Hello thar! This post got a bit longer than anticipated. Anyway, just print it out and read it infront of the fireplace accompanied by a fine wine and a good piece of french cheese;). Ehm... onto the subject:

Swords and Soldiers is getting closer to completion every day, one thing most worth mentioning is the campaign mode, which is almost done and shaping up to become really nice.

An ongoing process during the entire development of the game has been balancing the three factions. S&S will be a fun action-packed game, but underneath all that we also try to add a layer of strategic depth. We started out macro-balancing the game, defining the role of each unit and skill until all elements felt like they had a fitting role in the game. This was an iterative process that repeated itself every time something got added to the game. One of the rules of thumb we used during that process was that every combat unit had to be unique, and we have maintained this during the course of development.

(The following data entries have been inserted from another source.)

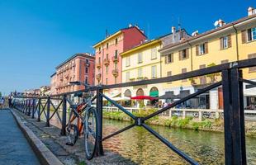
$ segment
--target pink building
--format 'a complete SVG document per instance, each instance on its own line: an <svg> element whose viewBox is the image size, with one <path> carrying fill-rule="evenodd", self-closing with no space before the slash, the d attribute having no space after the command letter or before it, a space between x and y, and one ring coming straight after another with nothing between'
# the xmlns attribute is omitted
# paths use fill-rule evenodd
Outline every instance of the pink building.
<svg viewBox="0 0 256 165"><path fill-rule="evenodd" d="M83 86L70 85L69 82L79 81L94 85L94 60L93 54L76 54L57 66L56 74L51 77L51 94L84 89Z"/></svg>
<svg viewBox="0 0 256 165"><path fill-rule="evenodd" d="M95 84L121 82L120 54L144 42L146 39L138 26L130 26L95 44Z"/></svg>

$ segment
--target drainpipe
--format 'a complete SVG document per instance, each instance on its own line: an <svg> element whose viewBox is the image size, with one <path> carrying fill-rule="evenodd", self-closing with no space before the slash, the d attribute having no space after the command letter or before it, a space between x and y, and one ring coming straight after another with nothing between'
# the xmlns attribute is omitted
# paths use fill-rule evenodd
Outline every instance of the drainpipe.
<svg viewBox="0 0 256 165"><path fill-rule="evenodd" d="M232 26L233 26L234 30L235 31L236 59L239 60L239 48L238 48L238 33L237 33L237 29L235 27L234 23L232 24Z"/></svg>
<svg viewBox="0 0 256 165"><path fill-rule="evenodd" d="M192 45L189 43L189 41L187 40L187 43L190 46L190 54L191 54L191 59L190 59L190 67L191 67L191 71L193 70L193 59L192 59Z"/></svg>

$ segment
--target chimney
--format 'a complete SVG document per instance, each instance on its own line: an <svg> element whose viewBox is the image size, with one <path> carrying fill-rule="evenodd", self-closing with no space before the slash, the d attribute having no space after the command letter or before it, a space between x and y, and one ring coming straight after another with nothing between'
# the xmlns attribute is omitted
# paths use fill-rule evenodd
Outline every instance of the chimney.
<svg viewBox="0 0 256 165"><path fill-rule="evenodd" d="M221 27L225 25L225 21L223 20L219 19L219 26Z"/></svg>
<svg viewBox="0 0 256 165"><path fill-rule="evenodd" d="M174 34L176 32L176 27L172 26L172 33Z"/></svg>
<svg viewBox="0 0 256 165"><path fill-rule="evenodd" d="M248 8L248 16L252 16L252 15L254 15L254 14L255 14L255 10L254 10L254 8L252 7L249 7Z"/></svg>

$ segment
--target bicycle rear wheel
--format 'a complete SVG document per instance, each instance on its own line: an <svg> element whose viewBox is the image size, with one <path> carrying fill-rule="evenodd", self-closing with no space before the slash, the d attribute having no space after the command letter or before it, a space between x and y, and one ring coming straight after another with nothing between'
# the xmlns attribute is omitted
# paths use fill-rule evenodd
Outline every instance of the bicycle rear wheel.
<svg viewBox="0 0 256 165"><path fill-rule="evenodd" d="M72 146L74 145L79 136L78 126L75 125L70 124L67 127L67 134L68 134L69 142L66 144L72 145Z"/></svg>
<svg viewBox="0 0 256 165"><path fill-rule="evenodd" d="M94 107L91 107L86 112L83 131L85 156L88 160L91 160L94 156L98 134L97 122L98 120L96 109Z"/></svg>

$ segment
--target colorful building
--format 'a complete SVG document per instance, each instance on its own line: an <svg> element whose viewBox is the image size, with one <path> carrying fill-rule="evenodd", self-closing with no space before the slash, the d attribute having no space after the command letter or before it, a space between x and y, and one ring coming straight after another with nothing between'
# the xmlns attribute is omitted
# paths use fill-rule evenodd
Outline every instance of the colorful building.
<svg viewBox="0 0 256 165"><path fill-rule="evenodd" d="M122 59L122 82L158 78L162 77L162 60L160 50L163 45L174 44L189 37L185 30L176 31L150 41L145 41L138 46L121 54ZM150 96L158 97L164 95L162 84L149 84L123 87L123 97L135 96ZM135 102L135 101L134 101ZM134 105L134 102L132 105ZM145 101L145 105L151 104Z"/></svg>
<svg viewBox="0 0 256 165"><path fill-rule="evenodd" d="M59 94L84 89L83 86L71 85L69 82L79 81L94 85L95 57L93 54L75 54L56 67L56 74L51 77L51 91Z"/></svg>
<svg viewBox="0 0 256 165"><path fill-rule="evenodd" d="M103 40L95 44L95 84L116 84L121 82L121 59L120 54L144 42L146 39L138 26L129 26ZM108 91L111 95L118 95L120 89Z"/></svg>
<svg viewBox="0 0 256 165"><path fill-rule="evenodd" d="M222 20L216 21L216 28L198 34L177 44L164 46L159 50L163 63L163 77L179 74L204 68L224 63L247 59L256 57L256 15L255 10L249 8L249 16L225 24ZM210 83L221 80L219 74L211 74L195 78L165 83L165 93L183 96L195 92ZM243 70L244 78L256 80L256 68ZM251 90L244 89L245 106L250 100L255 99ZM256 91L255 91L256 92ZM254 92L256 93L256 92ZM254 99L251 99L254 98ZM170 100L169 101L172 101ZM222 88L211 90L197 99L187 101L184 106L210 109L222 109Z"/></svg>

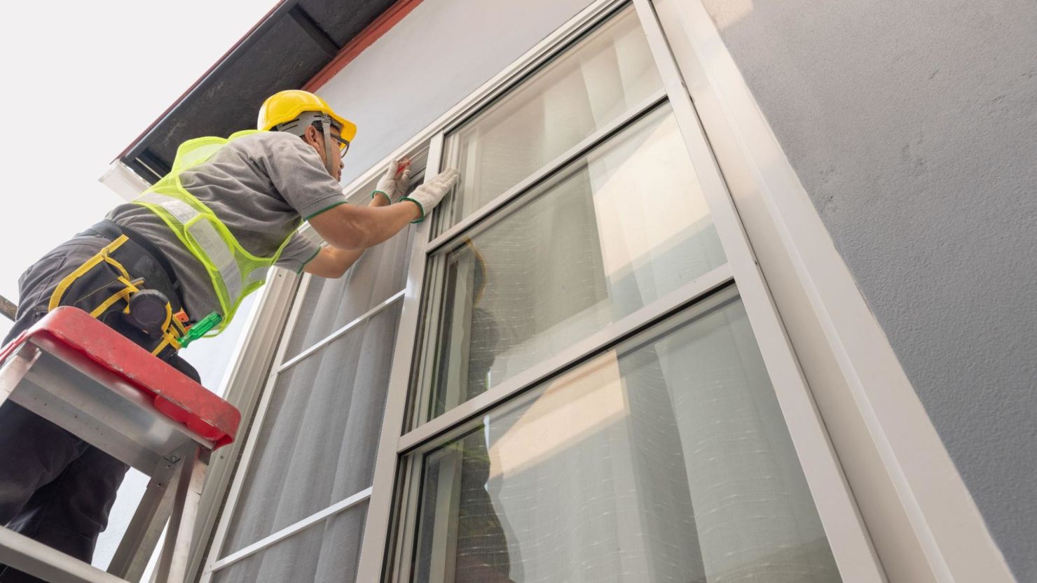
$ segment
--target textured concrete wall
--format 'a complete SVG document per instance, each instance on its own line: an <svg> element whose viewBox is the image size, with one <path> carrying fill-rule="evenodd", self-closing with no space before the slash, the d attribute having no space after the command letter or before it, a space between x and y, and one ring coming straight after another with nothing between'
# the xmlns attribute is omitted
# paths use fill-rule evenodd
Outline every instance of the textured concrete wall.
<svg viewBox="0 0 1037 583"><path fill-rule="evenodd" d="M704 0L1019 581L1037 581L1037 4Z"/></svg>
<svg viewBox="0 0 1037 583"><path fill-rule="evenodd" d="M358 126L342 181L413 138L588 4L421 2L317 90Z"/></svg>

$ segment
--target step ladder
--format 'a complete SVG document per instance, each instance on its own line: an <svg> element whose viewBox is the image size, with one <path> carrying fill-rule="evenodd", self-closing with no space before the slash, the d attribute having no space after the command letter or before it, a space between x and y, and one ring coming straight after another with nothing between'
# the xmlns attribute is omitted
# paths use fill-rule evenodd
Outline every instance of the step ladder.
<svg viewBox="0 0 1037 583"><path fill-rule="evenodd" d="M0 563L54 583L136 580L169 513L156 580L186 582L209 455L233 440L237 409L68 307L0 350L0 404L8 399L151 479L107 573L2 525Z"/></svg>

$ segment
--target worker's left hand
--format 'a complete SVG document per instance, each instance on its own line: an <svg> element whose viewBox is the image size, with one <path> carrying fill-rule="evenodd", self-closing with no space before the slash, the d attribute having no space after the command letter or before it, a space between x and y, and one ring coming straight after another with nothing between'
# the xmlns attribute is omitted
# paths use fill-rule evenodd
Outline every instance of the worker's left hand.
<svg viewBox="0 0 1037 583"><path fill-rule="evenodd" d="M385 195L386 199L388 199L388 204L397 195L402 196L407 194L407 190L411 186L411 165L407 164L402 171L400 170L400 166L404 166L402 161L389 161L389 168L386 169L385 175L379 180L377 186L371 193L371 198Z"/></svg>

Right now we are micro-balancing the game, which means that we are trying to make sure that there's a lot of variety in tactics and there are no dominant strategies or never used units/spells. Each faction needs to have interesting tactics available to it that are cool to use. We try to have every unit and skill having some feeling of being overpowered, yet be balanced and counterable when actually playing the game.

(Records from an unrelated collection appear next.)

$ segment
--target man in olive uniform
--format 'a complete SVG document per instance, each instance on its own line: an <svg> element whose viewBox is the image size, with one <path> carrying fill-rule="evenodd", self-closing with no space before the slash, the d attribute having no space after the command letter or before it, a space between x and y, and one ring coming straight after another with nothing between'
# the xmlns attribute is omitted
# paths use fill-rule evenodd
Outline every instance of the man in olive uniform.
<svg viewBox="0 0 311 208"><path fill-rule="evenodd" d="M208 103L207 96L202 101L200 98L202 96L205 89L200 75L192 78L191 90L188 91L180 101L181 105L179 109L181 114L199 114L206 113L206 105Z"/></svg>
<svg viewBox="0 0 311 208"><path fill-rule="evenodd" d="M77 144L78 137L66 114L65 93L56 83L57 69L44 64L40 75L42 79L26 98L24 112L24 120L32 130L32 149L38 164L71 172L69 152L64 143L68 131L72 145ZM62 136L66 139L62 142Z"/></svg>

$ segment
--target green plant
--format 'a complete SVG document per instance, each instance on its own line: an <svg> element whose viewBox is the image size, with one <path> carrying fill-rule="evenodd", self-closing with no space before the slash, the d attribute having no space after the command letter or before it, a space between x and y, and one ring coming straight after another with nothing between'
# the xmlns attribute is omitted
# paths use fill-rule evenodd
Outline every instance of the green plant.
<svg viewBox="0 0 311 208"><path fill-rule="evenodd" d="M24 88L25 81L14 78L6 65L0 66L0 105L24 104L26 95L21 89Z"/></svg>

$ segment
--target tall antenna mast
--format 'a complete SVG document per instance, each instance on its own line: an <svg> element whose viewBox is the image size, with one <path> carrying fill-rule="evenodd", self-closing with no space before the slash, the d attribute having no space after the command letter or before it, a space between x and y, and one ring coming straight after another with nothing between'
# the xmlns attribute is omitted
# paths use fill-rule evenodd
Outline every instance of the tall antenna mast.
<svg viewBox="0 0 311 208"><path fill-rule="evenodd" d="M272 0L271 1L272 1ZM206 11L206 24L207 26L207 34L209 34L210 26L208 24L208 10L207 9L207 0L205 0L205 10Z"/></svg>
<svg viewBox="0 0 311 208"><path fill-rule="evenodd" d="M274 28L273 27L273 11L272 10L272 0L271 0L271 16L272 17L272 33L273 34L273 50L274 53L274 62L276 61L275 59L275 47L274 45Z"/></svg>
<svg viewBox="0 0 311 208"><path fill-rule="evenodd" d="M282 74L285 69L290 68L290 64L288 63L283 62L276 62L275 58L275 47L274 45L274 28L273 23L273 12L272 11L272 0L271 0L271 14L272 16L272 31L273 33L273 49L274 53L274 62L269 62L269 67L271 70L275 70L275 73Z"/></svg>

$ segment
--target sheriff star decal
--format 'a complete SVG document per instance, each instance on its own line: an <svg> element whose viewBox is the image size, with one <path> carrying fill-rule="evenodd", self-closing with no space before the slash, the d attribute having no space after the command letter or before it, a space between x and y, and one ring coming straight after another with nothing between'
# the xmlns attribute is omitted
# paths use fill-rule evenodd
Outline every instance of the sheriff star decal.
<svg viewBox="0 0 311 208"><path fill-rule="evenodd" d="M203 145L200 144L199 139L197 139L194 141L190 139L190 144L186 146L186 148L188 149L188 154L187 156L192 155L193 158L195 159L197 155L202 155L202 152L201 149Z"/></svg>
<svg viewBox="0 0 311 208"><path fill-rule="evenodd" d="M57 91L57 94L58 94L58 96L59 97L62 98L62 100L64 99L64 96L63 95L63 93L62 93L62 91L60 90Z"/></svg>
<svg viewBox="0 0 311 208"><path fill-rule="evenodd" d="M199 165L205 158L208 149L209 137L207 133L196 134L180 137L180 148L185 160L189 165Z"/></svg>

Balancing also means tweaking the flow of how games play out. For a while we had the problem that building workers, which collect the main resource: gold, was not a real choice. Every game people just built the maximum amount of 'em and they were always replaced instantly when they were killed. Consequently, players would always remain at their maximum gold-income and almost every game every upgrade got researched. The game was still fun to play but we felt that it needed more strategic diversity.

The solution to this problem was upping the cost required to produce a worker and upping the cost of all upgrades a bit. Suddenly players were forced to stop building workers if their opponents tried attack early in the game. It also became a viable tactic to invest in upgrades early on, while building fewer workers. The game got less predictable, and good strategic choices were more noticable. This is but one example of how tweaking a couple of values can influence the entire flow of the game.

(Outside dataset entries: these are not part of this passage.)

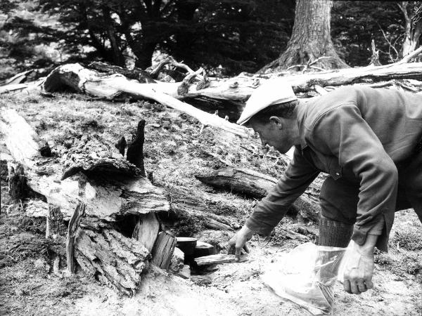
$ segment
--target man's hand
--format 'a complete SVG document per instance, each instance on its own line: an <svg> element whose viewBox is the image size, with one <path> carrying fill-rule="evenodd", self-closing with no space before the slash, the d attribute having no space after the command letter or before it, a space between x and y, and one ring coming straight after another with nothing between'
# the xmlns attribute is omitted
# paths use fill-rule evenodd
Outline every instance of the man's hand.
<svg viewBox="0 0 422 316"><path fill-rule="evenodd" d="M244 249L249 254L249 249L246 246L246 242L252 238L253 230L250 230L246 226L242 227L233 237L229 240L227 245L229 254L234 254L236 260L240 260L241 254Z"/></svg>
<svg viewBox="0 0 422 316"><path fill-rule="evenodd" d="M350 242L343 260L345 261L343 287L345 291L360 294L372 289L373 272L373 245L378 236L368 235L365 244L359 246Z"/></svg>

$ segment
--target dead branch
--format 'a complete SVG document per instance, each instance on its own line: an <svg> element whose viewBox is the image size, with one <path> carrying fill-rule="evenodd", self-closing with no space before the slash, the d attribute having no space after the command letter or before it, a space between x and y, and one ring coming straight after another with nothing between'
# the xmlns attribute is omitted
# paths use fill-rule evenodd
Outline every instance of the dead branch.
<svg viewBox="0 0 422 316"><path fill-rule="evenodd" d="M66 239L66 258L68 261L68 271L70 274L75 273L75 255L73 244L75 242L75 236L79 228L82 218L85 215L85 204L79 202L76 206L76 209L70 218L69 226L68 227L68 237Z"/></svg>

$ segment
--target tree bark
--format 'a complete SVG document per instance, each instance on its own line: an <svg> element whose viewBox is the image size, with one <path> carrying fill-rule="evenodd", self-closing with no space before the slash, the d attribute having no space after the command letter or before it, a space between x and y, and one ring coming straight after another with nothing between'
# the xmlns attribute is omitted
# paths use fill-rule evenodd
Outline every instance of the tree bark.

The key in being a great S&S player lies in timing which skills and units to use when, choosing on which units to spend your gold, and using your spells to their maximum effect. We hope that people will want to get good at our game.and can't wait to get the game out there and have people duking it out against eachother in brutal multiplayer clashes!

3 comments:

matt said...

sounds interesting. when are you going to release the 3rd faction 'cause i really want to know

Thall said...

this sounds great, cant wait for the release, good work guys

Jan Hoos said...

Good to hear! Curious on how it will play out!